In Zechariah 1:1, the prophet identified himself as the author of his prophecy, which was written between 520 and 470 B.C.
- Zechariah was burdened for God’s people because of their propensity toward sin and the hardness of their heart.
- God had sent many prophets to warn and correct His people, but since they had not listened to Him, He had stopped sending them, and that silence from heaven lasted 400 years.
- The four key verses are:
- Zechariah 1:3 – “Return to Me, and I will return to you.”
- Zechariah 7:13 – “When I called, they did not listen, so when they called, I would not listen.”
Zechariah 9:9 – “Your King comes to you, riding on a donkey” – a prophecy of the Lord’s first coming.
- Zechariah 13:9, – “I will refine them…they will call on My name, and I will answer them, for they are My people, and they will say, the Lord is our God” – a prophecy of the Lord’s second coming.
The theme of Zechariah’s prophecy is that Yahweh plans to live again with His people in Jerusalem. He will save them from their enemies and cleanse them from sin.
Throughout the Bible, the KEY to receiving an outpouring of God’s eternal blessings is to RETURN to God’s submission.
- The Hebrew word for turn or return is “teshuvah,” which means to go back to that from which we strayed.
- The people to whom Zechariah was speaking had returned to the land they so dearly loved and they were rebuilding the Temple they so dearly loved, but they had failed to fully return to God, who so dearly loved them.
- God used Zechariah’s voice to call His people to repentance, to love Him with all of their heart, soul, mind, and might, so they would not make the same mistake as their fathers had made 70 years earlier.
- While repentance and faith are the two essential evidences of having been saved, to be able to walk with the Lord in the evil of this world, yet in the light of His Word, means we must continually confess our sins, repent of those sins, and return to our first love for Him.
1. Returning to the Lord reminds us of the wrath of God to be avoided – Zechariah 1:2 – “The Lord has been very angry with your fathers.”
- God had allowed their forefathers to be taken as captives to Babylon because they had forsaken their first love for Him and sought happiness in perverted sexuality. (Micah 2:1)
- Zechariah said God began to get angry, then He became angry, and then He expressed His anger. (Hosea 4:9-10)
- Since sexual orgies and prostitution were common to the culture in Babylon, God sent His people to live among the Babylonians – not as citizens, but as slaves, and said their children would grow up in that ungodly culture until they repented of their sins and returned to Him.

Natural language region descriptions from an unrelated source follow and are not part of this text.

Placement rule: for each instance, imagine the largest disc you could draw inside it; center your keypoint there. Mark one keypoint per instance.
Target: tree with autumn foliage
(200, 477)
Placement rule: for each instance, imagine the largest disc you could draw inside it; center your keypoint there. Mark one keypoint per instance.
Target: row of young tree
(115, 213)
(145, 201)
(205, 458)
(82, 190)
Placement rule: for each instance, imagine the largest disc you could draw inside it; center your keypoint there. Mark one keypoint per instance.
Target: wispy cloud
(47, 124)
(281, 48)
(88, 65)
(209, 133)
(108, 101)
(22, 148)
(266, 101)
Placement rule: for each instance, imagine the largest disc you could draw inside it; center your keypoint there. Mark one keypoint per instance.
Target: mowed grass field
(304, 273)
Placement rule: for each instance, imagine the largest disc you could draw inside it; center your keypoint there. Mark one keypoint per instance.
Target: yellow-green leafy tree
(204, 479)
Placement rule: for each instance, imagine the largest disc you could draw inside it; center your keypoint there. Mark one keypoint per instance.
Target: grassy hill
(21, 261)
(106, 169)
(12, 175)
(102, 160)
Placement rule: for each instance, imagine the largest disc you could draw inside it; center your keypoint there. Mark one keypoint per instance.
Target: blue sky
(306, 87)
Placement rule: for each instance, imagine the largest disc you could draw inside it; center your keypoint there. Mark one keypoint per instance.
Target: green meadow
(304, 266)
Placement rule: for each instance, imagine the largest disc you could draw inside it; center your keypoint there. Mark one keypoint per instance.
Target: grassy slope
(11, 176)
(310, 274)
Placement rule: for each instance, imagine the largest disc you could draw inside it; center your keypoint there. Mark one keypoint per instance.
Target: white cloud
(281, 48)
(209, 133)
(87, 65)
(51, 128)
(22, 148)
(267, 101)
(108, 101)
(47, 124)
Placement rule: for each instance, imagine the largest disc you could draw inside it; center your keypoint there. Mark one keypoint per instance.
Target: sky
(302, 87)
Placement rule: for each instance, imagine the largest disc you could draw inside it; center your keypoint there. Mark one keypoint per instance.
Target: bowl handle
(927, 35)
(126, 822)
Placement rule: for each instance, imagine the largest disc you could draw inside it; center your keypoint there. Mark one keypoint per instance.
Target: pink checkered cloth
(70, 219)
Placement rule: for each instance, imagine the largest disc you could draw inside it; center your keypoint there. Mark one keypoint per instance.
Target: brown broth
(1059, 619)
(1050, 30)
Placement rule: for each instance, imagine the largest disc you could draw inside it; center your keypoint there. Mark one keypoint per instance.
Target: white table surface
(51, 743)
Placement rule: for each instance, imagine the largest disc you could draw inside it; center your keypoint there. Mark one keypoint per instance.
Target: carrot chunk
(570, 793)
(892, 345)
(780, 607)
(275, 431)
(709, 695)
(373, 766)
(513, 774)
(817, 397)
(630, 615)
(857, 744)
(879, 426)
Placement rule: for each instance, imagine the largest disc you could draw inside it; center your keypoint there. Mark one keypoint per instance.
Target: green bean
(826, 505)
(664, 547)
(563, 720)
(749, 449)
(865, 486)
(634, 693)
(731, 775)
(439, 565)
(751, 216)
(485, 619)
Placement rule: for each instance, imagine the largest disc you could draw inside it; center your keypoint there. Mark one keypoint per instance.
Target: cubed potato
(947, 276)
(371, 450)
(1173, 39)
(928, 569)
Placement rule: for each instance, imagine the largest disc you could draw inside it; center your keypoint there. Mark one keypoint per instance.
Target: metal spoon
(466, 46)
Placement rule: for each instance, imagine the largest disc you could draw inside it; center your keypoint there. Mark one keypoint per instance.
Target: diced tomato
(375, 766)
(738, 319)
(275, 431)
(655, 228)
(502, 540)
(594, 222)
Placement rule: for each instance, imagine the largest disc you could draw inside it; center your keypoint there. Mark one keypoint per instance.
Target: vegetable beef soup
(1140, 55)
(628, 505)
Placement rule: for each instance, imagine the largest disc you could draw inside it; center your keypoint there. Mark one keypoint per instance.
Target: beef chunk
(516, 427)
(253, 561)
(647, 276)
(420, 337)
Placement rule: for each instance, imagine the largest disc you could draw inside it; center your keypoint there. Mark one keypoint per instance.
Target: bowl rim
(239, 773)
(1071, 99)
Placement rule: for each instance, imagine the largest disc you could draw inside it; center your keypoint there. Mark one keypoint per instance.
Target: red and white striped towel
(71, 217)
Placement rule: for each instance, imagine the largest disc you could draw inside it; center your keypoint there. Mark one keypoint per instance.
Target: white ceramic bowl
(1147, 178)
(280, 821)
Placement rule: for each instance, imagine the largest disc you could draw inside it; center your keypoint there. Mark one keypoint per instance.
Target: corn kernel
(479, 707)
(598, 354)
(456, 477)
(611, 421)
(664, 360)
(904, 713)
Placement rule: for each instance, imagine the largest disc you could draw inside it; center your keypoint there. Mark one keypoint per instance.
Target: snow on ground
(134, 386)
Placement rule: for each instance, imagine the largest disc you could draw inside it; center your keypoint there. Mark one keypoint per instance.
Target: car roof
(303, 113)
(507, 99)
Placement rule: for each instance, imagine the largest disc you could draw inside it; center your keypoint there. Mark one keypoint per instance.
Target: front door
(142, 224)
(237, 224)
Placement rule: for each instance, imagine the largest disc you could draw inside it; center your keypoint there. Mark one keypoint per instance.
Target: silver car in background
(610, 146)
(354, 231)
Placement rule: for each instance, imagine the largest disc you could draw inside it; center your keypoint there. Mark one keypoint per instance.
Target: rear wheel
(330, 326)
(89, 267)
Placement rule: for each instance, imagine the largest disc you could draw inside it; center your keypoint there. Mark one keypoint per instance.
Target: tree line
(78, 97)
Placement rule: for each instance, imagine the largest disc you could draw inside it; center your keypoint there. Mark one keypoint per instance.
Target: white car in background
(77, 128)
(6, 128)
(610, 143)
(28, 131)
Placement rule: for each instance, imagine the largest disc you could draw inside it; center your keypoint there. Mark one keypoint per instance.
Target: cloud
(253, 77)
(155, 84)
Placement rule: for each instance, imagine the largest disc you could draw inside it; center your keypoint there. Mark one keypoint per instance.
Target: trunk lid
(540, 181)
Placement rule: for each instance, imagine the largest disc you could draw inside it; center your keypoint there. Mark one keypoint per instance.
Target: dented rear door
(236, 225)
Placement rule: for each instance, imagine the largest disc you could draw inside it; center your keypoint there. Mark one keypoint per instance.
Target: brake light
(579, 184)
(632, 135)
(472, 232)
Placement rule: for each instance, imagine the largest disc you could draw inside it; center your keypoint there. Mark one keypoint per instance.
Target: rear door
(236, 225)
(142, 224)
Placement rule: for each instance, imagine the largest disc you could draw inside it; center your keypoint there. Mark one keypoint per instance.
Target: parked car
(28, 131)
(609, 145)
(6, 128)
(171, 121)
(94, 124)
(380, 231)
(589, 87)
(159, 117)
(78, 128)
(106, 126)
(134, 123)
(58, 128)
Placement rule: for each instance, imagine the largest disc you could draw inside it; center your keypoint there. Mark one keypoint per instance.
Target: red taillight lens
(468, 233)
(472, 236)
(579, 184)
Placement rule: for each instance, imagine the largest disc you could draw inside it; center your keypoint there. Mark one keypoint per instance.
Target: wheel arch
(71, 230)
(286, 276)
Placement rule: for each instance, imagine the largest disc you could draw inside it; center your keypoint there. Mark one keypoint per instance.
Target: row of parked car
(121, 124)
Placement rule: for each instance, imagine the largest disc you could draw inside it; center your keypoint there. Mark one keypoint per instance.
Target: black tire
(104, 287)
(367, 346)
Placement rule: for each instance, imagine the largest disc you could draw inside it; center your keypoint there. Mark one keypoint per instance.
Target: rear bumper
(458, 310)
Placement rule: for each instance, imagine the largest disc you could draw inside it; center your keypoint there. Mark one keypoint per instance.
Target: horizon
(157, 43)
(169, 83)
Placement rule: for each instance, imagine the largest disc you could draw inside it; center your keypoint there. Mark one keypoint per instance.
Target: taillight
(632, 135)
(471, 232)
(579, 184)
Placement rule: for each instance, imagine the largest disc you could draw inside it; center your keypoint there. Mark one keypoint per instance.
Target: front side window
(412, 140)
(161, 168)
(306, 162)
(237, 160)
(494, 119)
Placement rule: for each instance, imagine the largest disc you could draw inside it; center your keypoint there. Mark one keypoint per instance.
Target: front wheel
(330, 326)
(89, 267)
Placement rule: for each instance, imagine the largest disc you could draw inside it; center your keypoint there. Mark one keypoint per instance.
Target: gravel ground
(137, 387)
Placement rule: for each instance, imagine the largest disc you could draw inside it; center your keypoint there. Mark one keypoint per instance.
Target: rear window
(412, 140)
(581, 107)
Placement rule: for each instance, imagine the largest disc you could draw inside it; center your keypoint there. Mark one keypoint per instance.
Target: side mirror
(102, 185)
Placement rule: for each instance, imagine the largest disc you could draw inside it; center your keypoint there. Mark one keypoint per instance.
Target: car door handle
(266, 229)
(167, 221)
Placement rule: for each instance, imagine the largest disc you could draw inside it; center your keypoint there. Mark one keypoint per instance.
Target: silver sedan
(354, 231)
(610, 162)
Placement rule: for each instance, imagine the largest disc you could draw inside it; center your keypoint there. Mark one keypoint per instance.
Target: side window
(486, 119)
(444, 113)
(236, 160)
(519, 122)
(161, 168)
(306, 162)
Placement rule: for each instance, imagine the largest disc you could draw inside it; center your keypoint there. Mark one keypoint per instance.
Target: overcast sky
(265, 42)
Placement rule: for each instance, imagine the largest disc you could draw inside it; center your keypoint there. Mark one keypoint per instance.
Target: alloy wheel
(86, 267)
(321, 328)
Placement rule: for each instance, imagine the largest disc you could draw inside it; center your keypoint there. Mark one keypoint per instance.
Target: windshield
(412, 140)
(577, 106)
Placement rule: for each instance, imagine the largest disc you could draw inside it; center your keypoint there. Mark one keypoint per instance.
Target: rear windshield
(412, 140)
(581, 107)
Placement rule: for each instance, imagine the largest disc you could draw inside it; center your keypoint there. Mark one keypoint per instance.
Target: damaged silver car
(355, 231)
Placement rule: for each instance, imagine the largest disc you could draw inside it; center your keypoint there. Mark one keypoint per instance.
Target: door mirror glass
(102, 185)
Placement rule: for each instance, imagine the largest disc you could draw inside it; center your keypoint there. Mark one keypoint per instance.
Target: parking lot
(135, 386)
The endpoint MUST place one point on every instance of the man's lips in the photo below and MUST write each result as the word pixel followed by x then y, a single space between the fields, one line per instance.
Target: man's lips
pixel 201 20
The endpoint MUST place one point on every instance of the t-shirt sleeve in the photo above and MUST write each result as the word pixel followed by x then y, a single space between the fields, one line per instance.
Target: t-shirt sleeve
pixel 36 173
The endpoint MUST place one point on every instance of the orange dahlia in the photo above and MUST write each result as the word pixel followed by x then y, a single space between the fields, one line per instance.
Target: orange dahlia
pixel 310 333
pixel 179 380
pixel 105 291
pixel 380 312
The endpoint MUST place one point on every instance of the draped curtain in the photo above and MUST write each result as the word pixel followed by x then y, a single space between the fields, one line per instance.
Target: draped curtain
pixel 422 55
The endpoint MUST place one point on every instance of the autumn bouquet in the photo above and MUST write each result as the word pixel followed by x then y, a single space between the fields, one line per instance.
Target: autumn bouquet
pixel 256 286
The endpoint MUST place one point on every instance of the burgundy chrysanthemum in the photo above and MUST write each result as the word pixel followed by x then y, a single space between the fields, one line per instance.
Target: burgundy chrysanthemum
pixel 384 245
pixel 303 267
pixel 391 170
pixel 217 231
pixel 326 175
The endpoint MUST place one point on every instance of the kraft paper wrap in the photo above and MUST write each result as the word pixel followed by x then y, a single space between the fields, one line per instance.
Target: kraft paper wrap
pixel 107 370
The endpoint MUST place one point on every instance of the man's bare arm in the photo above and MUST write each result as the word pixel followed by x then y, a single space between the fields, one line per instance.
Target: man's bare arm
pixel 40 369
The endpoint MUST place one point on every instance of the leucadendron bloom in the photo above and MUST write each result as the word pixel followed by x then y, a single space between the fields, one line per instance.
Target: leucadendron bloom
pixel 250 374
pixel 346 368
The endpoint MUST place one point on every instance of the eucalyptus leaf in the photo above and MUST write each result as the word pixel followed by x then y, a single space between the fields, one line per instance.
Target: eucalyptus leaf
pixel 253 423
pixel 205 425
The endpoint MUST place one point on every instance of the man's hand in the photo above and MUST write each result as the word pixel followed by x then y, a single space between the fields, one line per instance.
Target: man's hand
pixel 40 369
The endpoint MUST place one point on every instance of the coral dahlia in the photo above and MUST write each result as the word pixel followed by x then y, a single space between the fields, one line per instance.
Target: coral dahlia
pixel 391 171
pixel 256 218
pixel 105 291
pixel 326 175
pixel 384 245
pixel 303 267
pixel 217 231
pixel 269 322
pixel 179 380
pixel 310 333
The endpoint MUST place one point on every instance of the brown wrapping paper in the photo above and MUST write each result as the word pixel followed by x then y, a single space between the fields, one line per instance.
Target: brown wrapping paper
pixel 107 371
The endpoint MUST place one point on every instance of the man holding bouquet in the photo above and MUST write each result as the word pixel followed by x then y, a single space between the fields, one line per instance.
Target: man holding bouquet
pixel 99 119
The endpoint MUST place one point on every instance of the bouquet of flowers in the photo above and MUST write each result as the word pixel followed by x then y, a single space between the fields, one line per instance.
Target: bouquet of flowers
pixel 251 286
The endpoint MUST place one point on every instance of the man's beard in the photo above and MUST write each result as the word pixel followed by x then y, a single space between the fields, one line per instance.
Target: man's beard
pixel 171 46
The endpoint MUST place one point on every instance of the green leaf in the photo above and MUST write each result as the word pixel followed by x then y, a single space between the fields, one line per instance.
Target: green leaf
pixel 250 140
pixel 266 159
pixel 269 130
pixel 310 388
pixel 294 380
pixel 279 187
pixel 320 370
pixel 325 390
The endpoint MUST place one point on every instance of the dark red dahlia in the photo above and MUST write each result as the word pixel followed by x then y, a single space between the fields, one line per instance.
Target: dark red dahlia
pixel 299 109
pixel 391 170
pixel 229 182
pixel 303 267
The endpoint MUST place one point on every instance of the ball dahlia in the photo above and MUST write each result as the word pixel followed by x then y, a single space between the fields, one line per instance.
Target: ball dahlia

2. Returning to the Lord opens the channel of God’s blessings – Zechariah 1:3 – “Therefore, say to them, Thus, says the Lord of hosts: Return to Me, says the Lord of hosts, and I will return to you.”
- True repentance requires an open confession of all known sin and an honest effort to make a full restitution and achieve a full reconciliation with those affected by our sin.
- In Acts 3:19, Luke said the evidence of true repentance is that we experience a “time of refreshing” that can only come from the Lord.
- God did not call His people to return to their rules of religion but to their personal intimate relationship with Him, and then He would return unto them.
3. Returning to the Lord is what we should learn from the history of God’s people.
- In Zechariah 1:4-6, the prophet gave his hearers three warnings about heeding God’s call to repentance.
- There is a warning of disobedience – “Don’t be like your fathers.”
- There is a warning of delay – “Where are your fathers, and where are those prophets? Do they live forever?”
- There is a warning of divine discipline – “According to our ways and according to our deeds, so He has dealt with us.”